Kerry Urges Lawmakers to Stay Out of Iran talks

Secretary of State John Kerry says lawmakers should "hold their fire" as negotiations with Iran continue.

Elad Benari ,

John Kerry
John Kerry
Reuters

U.S. Secretary of State John Kerry on Sunday urged lawmakers not to put up obstacles in the path of the talks between Iran and the West on its nuclear program, AFP reported.

Kerry spoke with CBS's "Face the Nation" as he prepares to defend the deal to lawmakers later this week.

"I'll lay out the facts," Kerry said when asked about a different narrative emerging from Iranian leaders about the outlines of a deal agreed in Lausanne, Switzerland earlier this month.

"Everything I have laid out is a fact. And I'll stand by them," he added.

The Lausanne framework marked a major breakthrough in a 12-year standoff between Iran and the West, which disputes Tehran's denial that it is seeking to acquire nuclear bomb.

Global powers must resolve a series of difficult technical issues by a June 30 deadline for a final deal, including the steps for lifting global sanctions imposed on Iran, and lingering questions over the possible military dimensions of its nuclear program.

"I think people need to hold their fire and let us negotiate without interference and be able to complete the job over the course of the two-and-a-half months," Kerry was quoted as having said.

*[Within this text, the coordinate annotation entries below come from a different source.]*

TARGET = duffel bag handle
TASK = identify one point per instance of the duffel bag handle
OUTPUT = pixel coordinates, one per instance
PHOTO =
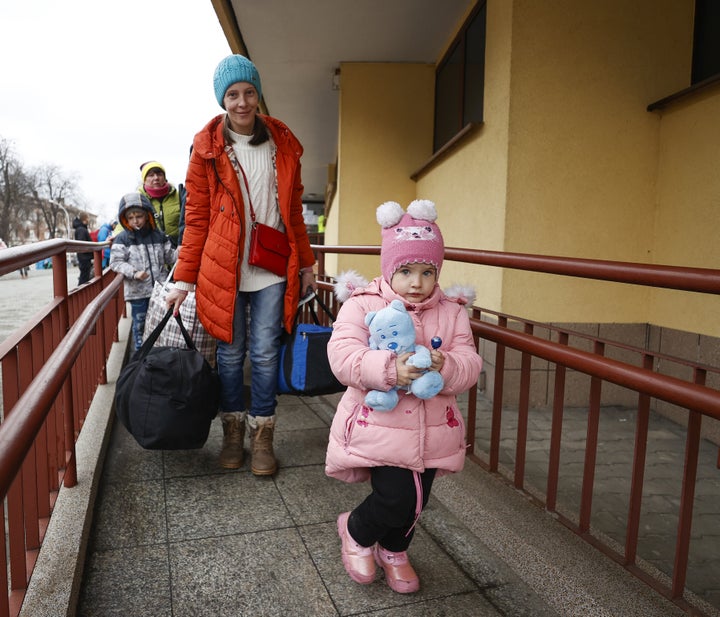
(155, 334)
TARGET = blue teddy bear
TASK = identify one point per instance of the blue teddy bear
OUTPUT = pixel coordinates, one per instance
(391, 328)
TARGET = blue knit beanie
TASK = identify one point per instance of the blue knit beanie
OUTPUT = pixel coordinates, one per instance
(231, 70)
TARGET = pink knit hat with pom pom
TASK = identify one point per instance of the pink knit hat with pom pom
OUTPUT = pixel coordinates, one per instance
(409, 237)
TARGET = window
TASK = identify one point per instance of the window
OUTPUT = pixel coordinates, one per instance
(706, 42)
(459, 80)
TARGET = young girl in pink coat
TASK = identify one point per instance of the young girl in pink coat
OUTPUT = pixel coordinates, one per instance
(400, 451)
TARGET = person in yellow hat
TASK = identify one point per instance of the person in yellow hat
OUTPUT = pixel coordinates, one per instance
(167, 200)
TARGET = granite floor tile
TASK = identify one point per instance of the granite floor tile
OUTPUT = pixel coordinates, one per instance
(439, 575)
(130, 514)
(210, 506)
(128, 462)
(268, 574)
(330, 497)
(124, 582)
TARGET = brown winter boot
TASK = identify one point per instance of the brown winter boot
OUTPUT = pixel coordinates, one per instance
(231, 455)
(261, 434)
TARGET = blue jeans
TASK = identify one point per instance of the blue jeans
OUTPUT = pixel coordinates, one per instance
(257, 329)
(139, 311)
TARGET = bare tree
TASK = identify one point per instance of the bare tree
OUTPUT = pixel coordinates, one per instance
(52, 189)
(14, 188)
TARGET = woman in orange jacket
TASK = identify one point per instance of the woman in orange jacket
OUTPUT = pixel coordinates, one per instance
(243, 166)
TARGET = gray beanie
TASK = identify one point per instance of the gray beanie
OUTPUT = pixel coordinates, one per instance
(233, 69)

Iran recently accused the United States of "fraud" and "psychological warfare" in publishing a fact sheet announcing what the U.S. claims was agreed on in the framework deal and which an Iranian official called a false translation.

Top Iranian officials said last Tuesday that they will start using advanced IR-8 centrifuges that are 20-times as effective as standard ones as soon as a deal is reached, meaning they would be able to produce a nuclear arsenal in a rapid timeframe.

President Barack Obama likewise admitted in an interview last week that as a result of the deal, Iran will be able to reach a "zero" breakout time by 2028, meaning it could produce nuclear weapons immediately whenever it wanted to.

Iran's Supreme leader Ayatollah Ali Khamenei, who will have the final say on any deal, plunged the accord into doubt last week suggesting that "nothing is binding" while President Hassan Rouhani demanded that sanctions be immediately lifted when any deal is signed.

Lawmakers have been pressuring the administration to impose new sanctions on Iran. A bill calling for new sanctions against Iran was gaining momentum in Congress, but Obama lobbied hard against it and has more than once threatened to veto the bill if it passes.